La casa, a ben guardare, è il luogo che più di tutti rappresenta la subordinazione delle donne agli uomini e il luogo della riproduzione materiale del proprio ineluttabile destino. Per questa ragione è proprio a partire dalle case che occorre scrivere una storia diversa, che passi per la liberazione dei corpi femminili e che faccia della cura lo strumento per una radicale trasformazione sociale e culturale; che ponga proprio la cura al centro del progetto – rendendola così visibile e condivisibile -; che riduca inoltre al minimo la tanto preziosa quanto pericolosa impenetrabilità dello spazio domestico, pur mantenendo la possibilità di uno spazio privato.

Per rendere concreto questo tipo di visione occorre anzitutto allargare il concetto di cura, per trasformarlo da strumento di oppressione a strumento di emancipazione; allargare i confini della famiglia nucleare per includere altre figure oltre ai genitori di sangue è un primo importante passo per allargare le pareti delle mura domestiche che opprimono le donne: «strategie abitative innovative ed egualitarie che portino a nuove forme di abitazione non possono essere sviluppate senza una riformulazione della famiglia tradizionale e della sua divisione del lavoro in base al genere»[6].


Per approfondire

[1] Si veda Ella Whelan, This feminism of fear is bad for women, pubblicato in «Spiked» il 08 ottobre 2021, https://www.spiked-online.com/2021/10/08/this-feminism-of-fear-is-bad-for-women/

[2] Più del 76% delle violenze di genere sono classificabili come violenze domestiche e avvengono per mano di conoscenti, amici, parenti, partner, ex partner.

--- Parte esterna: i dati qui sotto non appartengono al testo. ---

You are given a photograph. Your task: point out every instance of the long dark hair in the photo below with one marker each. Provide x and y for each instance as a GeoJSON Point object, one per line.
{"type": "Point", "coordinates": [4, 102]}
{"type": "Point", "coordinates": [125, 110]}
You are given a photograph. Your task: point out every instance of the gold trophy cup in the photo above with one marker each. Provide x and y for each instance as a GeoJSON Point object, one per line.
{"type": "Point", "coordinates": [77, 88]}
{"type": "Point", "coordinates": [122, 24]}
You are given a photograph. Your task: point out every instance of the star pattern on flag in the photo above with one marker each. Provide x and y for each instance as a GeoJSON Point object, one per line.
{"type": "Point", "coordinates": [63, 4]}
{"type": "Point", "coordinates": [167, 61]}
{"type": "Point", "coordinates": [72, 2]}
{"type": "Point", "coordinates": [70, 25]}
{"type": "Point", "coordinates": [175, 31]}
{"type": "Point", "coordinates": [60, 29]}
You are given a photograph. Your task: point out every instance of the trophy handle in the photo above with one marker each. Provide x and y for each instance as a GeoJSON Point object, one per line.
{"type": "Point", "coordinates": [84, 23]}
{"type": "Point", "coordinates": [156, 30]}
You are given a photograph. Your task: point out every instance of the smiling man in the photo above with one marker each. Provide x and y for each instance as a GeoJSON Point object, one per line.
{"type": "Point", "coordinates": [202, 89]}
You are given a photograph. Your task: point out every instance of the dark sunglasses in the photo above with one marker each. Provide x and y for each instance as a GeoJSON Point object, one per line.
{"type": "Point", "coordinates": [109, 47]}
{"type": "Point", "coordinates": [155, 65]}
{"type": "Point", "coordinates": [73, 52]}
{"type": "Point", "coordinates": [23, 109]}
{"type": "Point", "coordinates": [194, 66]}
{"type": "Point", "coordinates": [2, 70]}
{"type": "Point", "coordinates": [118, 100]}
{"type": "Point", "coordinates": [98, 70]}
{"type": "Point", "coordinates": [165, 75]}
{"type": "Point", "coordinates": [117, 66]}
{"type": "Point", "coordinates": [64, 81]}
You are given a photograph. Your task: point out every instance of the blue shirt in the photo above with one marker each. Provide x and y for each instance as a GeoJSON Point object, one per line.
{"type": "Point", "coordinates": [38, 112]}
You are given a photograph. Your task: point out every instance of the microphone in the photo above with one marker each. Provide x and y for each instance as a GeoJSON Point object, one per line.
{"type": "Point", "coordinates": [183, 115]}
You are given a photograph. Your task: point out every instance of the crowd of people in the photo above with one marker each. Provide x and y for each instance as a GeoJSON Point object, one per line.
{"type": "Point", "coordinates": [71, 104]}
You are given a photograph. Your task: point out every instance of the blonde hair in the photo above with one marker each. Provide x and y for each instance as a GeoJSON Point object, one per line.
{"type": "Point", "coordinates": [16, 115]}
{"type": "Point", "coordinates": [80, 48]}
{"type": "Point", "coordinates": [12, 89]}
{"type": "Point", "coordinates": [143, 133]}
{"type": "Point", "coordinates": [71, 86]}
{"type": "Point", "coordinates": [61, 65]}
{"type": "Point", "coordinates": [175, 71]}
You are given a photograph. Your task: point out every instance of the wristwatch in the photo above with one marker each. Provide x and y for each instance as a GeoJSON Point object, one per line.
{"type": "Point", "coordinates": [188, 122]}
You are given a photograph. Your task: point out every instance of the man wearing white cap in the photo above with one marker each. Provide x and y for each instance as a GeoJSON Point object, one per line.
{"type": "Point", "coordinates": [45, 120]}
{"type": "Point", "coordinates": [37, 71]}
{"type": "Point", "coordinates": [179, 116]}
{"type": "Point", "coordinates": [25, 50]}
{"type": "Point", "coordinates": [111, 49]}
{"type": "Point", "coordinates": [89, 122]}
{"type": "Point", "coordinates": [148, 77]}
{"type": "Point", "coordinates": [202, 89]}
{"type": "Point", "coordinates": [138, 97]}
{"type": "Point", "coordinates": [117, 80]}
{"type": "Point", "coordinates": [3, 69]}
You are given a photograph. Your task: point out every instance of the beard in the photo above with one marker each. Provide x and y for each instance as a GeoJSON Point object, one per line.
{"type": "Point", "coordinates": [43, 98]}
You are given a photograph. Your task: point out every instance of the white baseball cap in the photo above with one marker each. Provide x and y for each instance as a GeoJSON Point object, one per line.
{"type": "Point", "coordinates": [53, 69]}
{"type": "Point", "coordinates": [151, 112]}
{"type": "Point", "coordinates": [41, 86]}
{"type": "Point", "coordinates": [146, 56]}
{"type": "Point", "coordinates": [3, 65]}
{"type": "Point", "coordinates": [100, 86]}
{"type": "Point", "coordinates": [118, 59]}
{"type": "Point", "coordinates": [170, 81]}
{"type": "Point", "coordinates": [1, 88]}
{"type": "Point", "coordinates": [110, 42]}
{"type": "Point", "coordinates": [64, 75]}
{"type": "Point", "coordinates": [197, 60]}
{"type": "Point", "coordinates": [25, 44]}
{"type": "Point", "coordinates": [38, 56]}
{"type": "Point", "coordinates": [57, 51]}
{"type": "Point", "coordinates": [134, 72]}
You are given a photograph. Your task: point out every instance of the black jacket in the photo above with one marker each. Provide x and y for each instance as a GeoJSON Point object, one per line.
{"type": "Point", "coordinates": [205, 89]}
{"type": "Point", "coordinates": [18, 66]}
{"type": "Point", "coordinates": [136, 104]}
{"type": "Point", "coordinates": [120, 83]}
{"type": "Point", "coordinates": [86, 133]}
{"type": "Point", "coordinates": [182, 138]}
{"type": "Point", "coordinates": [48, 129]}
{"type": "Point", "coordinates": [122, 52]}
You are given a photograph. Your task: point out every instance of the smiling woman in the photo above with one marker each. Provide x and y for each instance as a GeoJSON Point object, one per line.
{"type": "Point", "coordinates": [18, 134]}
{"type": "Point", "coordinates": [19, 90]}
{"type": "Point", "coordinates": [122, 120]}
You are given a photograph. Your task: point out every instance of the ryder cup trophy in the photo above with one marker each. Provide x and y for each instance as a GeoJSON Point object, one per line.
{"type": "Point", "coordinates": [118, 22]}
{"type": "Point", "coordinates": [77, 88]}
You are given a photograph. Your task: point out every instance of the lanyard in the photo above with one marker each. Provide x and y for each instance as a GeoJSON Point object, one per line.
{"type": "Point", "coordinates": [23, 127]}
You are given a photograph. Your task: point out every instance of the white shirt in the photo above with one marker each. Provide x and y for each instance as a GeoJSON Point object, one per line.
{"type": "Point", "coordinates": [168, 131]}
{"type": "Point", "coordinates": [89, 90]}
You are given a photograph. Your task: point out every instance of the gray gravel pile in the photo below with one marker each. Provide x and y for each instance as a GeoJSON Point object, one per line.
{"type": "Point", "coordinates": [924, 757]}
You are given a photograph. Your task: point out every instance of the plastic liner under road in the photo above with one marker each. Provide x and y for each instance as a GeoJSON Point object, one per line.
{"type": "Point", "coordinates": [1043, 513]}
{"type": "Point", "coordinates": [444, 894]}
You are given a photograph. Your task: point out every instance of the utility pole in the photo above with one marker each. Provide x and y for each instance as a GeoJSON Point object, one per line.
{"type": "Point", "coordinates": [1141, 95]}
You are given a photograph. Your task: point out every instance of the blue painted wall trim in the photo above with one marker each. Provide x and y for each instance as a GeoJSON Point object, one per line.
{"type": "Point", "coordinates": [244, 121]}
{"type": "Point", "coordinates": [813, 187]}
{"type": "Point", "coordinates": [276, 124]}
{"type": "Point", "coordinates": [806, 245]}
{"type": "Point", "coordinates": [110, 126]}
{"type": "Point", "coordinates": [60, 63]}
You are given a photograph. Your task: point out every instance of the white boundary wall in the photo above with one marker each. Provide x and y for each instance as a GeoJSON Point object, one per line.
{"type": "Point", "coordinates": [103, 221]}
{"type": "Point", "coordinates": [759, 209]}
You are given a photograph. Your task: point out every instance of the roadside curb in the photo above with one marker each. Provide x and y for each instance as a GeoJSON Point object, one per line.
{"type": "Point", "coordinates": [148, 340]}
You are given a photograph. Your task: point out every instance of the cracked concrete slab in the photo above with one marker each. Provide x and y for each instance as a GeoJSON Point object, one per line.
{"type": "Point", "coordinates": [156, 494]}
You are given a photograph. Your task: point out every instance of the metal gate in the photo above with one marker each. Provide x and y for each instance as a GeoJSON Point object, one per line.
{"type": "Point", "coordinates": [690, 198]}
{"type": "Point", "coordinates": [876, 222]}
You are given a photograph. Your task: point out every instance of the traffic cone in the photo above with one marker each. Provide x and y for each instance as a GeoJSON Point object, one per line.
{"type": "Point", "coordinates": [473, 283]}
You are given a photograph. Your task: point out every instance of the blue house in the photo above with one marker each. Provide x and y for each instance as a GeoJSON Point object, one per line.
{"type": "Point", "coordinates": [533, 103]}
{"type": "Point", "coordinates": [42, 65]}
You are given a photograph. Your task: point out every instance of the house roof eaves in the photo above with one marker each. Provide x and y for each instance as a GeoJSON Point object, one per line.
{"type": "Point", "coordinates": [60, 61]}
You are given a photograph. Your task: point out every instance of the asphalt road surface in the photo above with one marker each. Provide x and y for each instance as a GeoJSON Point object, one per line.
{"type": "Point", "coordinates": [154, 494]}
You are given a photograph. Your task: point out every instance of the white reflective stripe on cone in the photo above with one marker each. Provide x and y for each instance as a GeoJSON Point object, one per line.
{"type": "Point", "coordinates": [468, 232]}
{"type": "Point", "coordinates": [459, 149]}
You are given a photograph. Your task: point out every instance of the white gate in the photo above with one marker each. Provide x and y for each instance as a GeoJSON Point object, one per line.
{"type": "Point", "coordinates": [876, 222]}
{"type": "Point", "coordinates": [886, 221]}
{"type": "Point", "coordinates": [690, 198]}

[3] Save the Children, Le equilibriste. La maternità in Italia 2021, Report, Roma 2021, p.20.

[4] Pier Vittorio Aureli, Maria Shéhérazade Giudici, “Orrore Familiare. Per una critica dello spazio domestico”, in Disagiotopia. Malessere, precarietà ed esclusione nell’era del tardo capitalismo, a cura di Florencia Andreola, DEditore, Ladispoli (RM) 2020, p.139.

[5] Aureli Pier Vittorio, Tattara Martino, Production/Reproduction: Housing beyond the Family, in Harvard Design Magazine, n. 41 / Family Planning, 2015. https://www.harvarddesignmagazine.org/issues/41/production-reproduction-housing-beyond-the-family

[6] Hayden Dolores, Redesigning the American Dream. Gender, Housing, and Family Life, Norton 2002 [1984], p.85.